Its “split gases approach” treats long-lived gases (such as carbon dioxide and nitrous oxide) differently to short-lived gases (e.g. methane).

 

All greenhouse gas emissions, aside from methane, will need to be reduced to net zero by January 1, 2050. The reduction target for methane, which primarily comes from the agricultural industry, is 10% by 2030.  

 

Climate change professor David Frame said that New Zealand is world-leading in its split gases approach.

 

“Carbon dioxide and nitrous oxide continue to warm as long as you’re omitting any of them, but if methane emissions decline then they’re cooling the climate.

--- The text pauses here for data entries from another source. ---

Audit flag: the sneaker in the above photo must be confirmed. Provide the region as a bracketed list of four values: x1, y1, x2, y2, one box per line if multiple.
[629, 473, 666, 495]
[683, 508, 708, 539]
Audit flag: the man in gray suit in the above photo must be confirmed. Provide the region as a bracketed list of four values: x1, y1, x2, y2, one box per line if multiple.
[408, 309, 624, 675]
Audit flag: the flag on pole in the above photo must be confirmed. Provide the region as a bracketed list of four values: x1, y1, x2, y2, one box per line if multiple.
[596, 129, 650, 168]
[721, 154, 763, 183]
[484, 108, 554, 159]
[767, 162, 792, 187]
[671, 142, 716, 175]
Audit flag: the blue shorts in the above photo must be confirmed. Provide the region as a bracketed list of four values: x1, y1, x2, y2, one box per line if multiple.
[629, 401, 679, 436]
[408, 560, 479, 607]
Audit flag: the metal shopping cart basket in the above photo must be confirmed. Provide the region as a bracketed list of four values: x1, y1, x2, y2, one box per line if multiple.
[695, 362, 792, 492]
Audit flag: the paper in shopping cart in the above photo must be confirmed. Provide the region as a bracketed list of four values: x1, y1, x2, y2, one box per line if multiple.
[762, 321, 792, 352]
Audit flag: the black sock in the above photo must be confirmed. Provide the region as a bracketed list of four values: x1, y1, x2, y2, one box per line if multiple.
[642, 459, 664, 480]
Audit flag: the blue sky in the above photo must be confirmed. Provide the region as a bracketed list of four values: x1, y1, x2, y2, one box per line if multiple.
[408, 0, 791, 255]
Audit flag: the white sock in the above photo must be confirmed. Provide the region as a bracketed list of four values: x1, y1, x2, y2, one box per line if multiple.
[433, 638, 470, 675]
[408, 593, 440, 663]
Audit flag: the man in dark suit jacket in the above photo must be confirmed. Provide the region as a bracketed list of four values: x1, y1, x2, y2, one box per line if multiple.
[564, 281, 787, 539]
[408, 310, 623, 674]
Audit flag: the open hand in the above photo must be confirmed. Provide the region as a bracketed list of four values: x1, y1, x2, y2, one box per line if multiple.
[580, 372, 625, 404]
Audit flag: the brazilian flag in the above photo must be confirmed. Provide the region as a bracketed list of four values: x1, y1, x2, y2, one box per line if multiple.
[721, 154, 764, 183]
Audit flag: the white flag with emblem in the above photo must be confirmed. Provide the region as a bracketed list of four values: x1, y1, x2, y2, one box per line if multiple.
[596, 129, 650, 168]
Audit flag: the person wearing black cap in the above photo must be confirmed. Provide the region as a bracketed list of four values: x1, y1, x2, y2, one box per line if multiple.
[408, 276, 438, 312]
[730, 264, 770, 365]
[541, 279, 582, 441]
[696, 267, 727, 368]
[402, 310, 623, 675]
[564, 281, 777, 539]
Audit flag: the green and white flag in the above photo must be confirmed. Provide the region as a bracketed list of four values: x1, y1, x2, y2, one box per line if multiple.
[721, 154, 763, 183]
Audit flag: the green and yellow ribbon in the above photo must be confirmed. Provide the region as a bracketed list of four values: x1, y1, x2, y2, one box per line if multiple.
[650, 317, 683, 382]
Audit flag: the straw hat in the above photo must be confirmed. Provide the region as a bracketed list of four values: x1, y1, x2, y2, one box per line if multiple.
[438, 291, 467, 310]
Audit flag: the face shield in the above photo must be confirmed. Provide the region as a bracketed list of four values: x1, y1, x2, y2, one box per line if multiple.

So they’re undoing previous warming.”

 

Spokespeople from organisations like Federated Farmers and Beef + Lamb New Zealand are calling the methane goals unfair and unreasonable.

 

Frame agrees that the farmers have a good point, “We haven’t really had a public burden-sharing conversation, so farmers will be asked not just to stop their warming from methane, […]  but they’re going to be asked to mask everyone else’s’ warming, while everyone else is still driving cars and flying airplanes.”

 

Jason Young, Political Science and International Relations Professor, said that it’s important for advocates of the bill to continue pressuring these sanctions on individual industries.

 

“If the regulatory framework is robust and has teeth, New Zealand business will adapt and seize the domestic and international opportunities sustainable business presents.”

 

“There is a legitimate conversation to be had about what the sea of balance is between sectoral efforts to combat climate change,” said Frame.